The Creative Side of Acting
The core of your craft as an actor is performance, but the deeper element certainly shouldn’t be forgotten: the CREATIVITY of it all – what goes far beyond just ‘acting’ something out, beyond playing pretend. We’re talking about developing your character, constructing some semblance of a backstory or drawing inspiration for your roles. This is all about seizing your control as an artist and using your creative license to add depth to the roles you play and the scenes you act out. Sometimes it can be easy to fall into a routine and forgot the depth and dimension that exists within your craft.
We found a great, concise piece on Developing Your Intuition To Enhance Your Acting Performance, which delves into honing your creative power and practicing a conscious focus shift. Here’s our favorite excerpt that speaks volumes to this concept:
“You need to move away from your ego to stay in a creative state.
“Anytime you’re shifting the focus back to yourself, you’re shutting down creative potential. It’s difficult to achieve a consistent openness, letting things flow through you, without your own judgments, your own personal history, or how you think it should be, interfering with that.
“Our thinking mind is different than our feeling mind, and if we start thinking, we shut down creative expression – for actors, anyway.”
Be sure to check out this fantastic interview with film acting teacher Jennifer Lehman On Awareness and Creative Expression, where professionals discuss the motivation behind strong creative acting.
“Creative living is life at a higher state of being than we operate on every day, although I’m finding you can live in that altered state without it making you crazy.

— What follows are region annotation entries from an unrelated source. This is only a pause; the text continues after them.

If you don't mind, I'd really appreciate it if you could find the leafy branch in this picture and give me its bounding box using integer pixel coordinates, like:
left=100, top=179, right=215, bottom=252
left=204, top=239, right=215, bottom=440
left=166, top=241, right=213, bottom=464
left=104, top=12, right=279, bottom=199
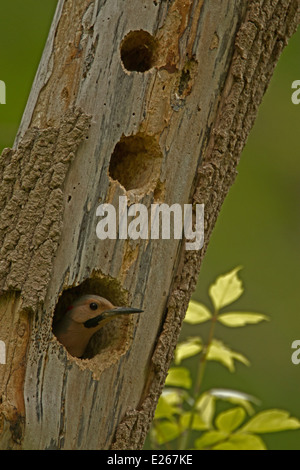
left=150, top=267, right=300, bottom=450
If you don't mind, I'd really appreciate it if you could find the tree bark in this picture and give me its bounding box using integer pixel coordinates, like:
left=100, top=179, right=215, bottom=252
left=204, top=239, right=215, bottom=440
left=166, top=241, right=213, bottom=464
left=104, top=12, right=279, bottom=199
left=0, top=0, right=299, bottom=449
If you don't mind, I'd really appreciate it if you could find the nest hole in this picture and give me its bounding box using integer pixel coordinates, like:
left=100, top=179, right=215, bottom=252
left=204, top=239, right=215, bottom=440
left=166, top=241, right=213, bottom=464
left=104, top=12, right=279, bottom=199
left=109, top=134, right=163, bottom=193
left=52, top=277, right=132, bottom=359
left=120, top=30, right=157, bottom=72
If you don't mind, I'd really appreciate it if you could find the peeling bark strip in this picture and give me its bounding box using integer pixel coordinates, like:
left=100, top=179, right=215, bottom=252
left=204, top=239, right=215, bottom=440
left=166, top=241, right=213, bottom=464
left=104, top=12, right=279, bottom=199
left=0, top=0, right=299, bottom=449
left=0, top=110, right=90, bottom=310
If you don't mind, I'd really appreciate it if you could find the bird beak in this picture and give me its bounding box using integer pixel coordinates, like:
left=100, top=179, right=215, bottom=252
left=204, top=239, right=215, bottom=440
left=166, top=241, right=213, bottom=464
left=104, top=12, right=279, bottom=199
left=83, top=307, right=144, bottom=328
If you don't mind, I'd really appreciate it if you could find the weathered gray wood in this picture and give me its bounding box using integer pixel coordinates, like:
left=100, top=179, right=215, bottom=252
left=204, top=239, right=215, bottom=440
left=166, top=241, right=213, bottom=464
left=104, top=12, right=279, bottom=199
left=0, top=0, right=299, bottom=449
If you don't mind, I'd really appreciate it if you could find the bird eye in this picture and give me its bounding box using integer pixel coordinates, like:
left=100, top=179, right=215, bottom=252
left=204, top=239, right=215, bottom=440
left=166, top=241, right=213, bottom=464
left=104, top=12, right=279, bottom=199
left=90, top=302, right=98, bottom=310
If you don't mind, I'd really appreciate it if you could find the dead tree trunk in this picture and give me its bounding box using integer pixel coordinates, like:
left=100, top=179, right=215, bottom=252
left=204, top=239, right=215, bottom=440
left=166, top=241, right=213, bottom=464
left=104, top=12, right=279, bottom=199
left=0, top=0, right=299, bottom=449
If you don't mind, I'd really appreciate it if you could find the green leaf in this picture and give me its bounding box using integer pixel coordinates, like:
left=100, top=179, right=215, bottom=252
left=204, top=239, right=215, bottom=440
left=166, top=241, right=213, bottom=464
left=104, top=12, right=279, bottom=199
left=179, top=411, right=208, bottom=431
left=213, top=433, right=267, bottom=450
left=175, top=337, right=202, bottom=365
left=208, top=388, right=260, bottom=416
left=166, top=367, right=192, bottom=389
left=184, top=300, right=212, bottom=325
left=241, top=409, right=300, bottom=434
left=207, top=339, right=250, bottom=372
left=218, top=312, right=269, bottom=328
left=195, top=431, right=228, bottom=449
left=196, top=393, right=216, bottom=428
left=153, top=421, right=181, bottom=445
left=216, top=407, right=246, bottom=433
left=155, top=396, right=180, bottom=419
left=209, top=266, right=244, bottom=310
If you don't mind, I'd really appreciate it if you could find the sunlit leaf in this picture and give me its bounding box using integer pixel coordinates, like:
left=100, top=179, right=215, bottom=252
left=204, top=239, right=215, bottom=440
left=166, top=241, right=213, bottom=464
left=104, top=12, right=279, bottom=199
left=184, top=300, right=212, bottom=325
left=166, top=367, right=192, bottom=389
left=195, top=431, right=228, bottom=449
left=208, top=388, right=260, bottom=415
left=213, top=433, right=266, bottom=450
left=196, top=393, right=216, bottom=427
left=218, top=312, right=269, bottom=328
left=209, top=267, right=243, bottom=310
left=155, top=396, right=179, bottom=419
left=207, top=339, right=250, bottom=372
left=180, top=411, right=208, bottom=431
left=154, top=421, right=181, bottom=445
left=216, top=407, right=246, bottom=433
left=241, top=410, right=300, bottom=434
left=175, top=337, right=202, bottom=365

But we’re walking every day on a pretty low level of energy, and we also have a lot of conditioning that places a burden on the energy.
“You can see in a cold reading that when people work full-bore with their energy, the words fly off the page – it’s like the pages disappear. One student just commented that she didn’t know how she got a whole paragraph with one glance – but that’s an altered state, an expanded state of awareness.”
Next time you take on a big role, focus on the creative elements by developing a backstory, doing character research (or circumstance/experience research), and delve deep into who you’re becoming. Perhaps not as radical as method acting, this immersive method allows you to connect on a deeper level and really sell an authentic performance. That sets you apart from the rest of the pack – authenticity, education, confidence, and familiarity.